La qualité des relations maires-préfets a été très différente d'un département à un autre. Certains préfets ont pris les choses en main, en confiant parfois à un sous-préfet le rôle d'interlocuteur auprès des collectivités ou en s'attachant à synthétiser les directives de l'État pour les rendre plus lisibles ; d'autres, en revanche, n'ont pas cherché à instaurer ce dialogue et sont restés dans une gestion très verticale. Comme souvent, hélas, la personnalité des hommes et des femmes a beaucoup compté : c'est pourquoi il est difficile de faire une analyse globale. Le fait est que dans les départements où les relations entre les maires et le préfet ont été harmonieuses, la situation a été moins difficile pour nos concitoyens : ces départements exemplaires pourraient servir de modèle pour l'avenir.

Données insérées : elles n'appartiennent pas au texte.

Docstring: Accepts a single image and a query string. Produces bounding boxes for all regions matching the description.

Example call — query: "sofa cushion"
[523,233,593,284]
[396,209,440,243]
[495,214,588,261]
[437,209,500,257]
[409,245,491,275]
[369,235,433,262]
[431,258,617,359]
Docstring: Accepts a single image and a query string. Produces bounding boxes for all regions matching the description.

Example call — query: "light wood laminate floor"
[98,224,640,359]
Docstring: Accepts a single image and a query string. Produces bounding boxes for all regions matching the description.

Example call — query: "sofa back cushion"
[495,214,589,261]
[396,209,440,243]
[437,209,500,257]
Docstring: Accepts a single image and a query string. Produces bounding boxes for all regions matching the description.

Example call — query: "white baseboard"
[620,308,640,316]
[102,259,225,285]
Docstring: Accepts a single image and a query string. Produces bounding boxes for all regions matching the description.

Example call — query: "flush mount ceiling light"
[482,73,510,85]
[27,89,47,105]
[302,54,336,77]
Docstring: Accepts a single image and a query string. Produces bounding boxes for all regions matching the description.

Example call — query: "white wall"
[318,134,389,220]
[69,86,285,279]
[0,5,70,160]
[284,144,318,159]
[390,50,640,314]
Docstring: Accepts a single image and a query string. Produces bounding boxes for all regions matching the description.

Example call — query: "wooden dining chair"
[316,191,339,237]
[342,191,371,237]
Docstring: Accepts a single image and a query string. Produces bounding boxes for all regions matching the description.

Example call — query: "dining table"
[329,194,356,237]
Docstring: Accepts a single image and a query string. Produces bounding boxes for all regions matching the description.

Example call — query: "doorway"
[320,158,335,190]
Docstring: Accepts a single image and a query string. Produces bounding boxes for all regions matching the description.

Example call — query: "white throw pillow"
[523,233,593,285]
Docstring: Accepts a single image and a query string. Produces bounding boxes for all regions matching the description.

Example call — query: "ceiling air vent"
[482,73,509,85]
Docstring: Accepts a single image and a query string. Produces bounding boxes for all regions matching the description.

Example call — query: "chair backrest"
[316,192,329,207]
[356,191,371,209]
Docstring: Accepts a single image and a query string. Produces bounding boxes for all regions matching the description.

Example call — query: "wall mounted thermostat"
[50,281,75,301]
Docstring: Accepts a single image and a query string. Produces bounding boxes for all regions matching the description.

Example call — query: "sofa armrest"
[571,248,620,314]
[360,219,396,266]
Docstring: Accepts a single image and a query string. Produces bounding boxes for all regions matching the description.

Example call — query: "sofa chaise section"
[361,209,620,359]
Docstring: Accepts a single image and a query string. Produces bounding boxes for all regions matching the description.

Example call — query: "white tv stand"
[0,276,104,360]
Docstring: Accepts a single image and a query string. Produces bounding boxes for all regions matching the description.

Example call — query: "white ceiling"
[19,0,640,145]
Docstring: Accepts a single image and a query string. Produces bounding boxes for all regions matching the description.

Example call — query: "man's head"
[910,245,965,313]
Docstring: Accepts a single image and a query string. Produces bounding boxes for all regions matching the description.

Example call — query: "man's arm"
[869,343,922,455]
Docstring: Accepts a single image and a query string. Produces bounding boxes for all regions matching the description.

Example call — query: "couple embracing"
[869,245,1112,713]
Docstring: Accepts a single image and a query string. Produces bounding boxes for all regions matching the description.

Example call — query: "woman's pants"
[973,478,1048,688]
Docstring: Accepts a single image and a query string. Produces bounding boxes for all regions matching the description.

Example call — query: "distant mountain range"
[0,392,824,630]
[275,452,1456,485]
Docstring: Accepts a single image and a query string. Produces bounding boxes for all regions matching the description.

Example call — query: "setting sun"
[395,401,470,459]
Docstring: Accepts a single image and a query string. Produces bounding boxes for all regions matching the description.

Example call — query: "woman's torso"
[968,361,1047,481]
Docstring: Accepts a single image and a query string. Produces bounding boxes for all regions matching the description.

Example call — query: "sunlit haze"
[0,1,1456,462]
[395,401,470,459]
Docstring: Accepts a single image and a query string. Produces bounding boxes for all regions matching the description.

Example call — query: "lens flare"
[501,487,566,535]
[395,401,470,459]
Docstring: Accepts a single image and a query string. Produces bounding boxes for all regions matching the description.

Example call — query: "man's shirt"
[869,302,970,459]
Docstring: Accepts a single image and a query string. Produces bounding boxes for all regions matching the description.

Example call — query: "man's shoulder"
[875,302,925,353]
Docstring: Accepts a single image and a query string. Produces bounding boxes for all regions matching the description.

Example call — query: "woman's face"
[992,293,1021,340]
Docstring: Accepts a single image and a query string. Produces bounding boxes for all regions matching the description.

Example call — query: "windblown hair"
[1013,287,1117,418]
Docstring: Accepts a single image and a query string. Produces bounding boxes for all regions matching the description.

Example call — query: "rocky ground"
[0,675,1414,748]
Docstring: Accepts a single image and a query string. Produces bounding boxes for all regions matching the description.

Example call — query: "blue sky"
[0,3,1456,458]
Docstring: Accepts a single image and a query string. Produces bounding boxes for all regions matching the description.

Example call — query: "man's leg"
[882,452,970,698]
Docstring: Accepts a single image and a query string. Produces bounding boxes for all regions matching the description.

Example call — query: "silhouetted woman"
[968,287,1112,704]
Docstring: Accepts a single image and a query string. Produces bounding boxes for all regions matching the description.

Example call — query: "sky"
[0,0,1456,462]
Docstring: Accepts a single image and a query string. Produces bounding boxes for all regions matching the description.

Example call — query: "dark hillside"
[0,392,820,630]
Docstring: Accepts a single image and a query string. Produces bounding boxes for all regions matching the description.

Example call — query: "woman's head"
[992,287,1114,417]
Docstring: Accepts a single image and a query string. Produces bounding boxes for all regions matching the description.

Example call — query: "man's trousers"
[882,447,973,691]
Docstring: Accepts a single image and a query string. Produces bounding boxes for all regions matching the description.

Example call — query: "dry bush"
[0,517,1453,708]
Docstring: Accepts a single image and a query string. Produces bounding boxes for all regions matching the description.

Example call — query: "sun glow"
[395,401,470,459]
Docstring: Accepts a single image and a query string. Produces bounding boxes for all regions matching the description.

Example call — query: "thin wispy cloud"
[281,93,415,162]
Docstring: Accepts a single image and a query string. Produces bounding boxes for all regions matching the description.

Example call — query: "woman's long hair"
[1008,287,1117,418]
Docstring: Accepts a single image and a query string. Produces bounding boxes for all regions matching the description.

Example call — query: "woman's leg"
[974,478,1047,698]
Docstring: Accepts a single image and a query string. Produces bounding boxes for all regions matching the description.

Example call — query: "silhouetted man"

Notre vision de l'ARS n'a, hélas ! pas changé avec la crise. L'ARS était déjà pour nous l'empêcheuse de créer des maisons médicales, du fait de contraintes trop strictes, qui a freiné le développement de la téléconsultation dans nos territoires, qui a fermé des lits de réanimation dans nos départements, alors que nous en avions vraiment besoin ; cette crise n'a fait que conforter la vision que nous avions de cet organisme, qui n'a pas l'habitude de travailler avec les élus et qui fait même tout pour vivre sa vie sans les avoir « dans les pattes ». Il faut réformer l'ARS pour la rendre plus fluide et pour que les élus prennent part aux décisions. L'ARS n'a pas travaillé avec le préfet, alors que cela aurait été très utile.
La reprise du travail par le personnel communal a beaucoup dépendu, là encore, de la dynamique propre à chaque village. Là où la dynamique était positive avant la crise, les choses se sont généralement bien passées. Là où la situation était délicate et les relations entre élus, citoyens et agents difficiles, les choses ont eu tendance à s'aggraver.
Nos villages doivent avoir un rôle dans la reprise économique, mais il faut en finir avec les appels à projets. Nous n'en pouvons plus des intercommunalités qui, dans leur course à la dotation globale de fonctionnement (DGF) bonifiée – qui n'existe plus mais qui a fait beaucoup de dégâts – ont pris certaines des compétences des communes sans vraiment les assumer. Pour favoriser la reprise économique, il faut laisser de la liberté à nos villages. Il faut que les communes récupèrent les compétences assumées par le département, l'intercommunalité, le pays, le pôle d'équilibre territorial et rural (PETR) ou que sais-je encore, lorsque ces échelons ne font pas leur travail. Il importe aussi que les services qui nous ont tant manqué pendant cette crise, qu'il s'agisse de la santé, de la mobilité ou du numérique, arrivent enfin dans nos villages. Laissez-nous la main pendant quatre ou cinq ans et nous vous montrerons ce dont nous sommes capables.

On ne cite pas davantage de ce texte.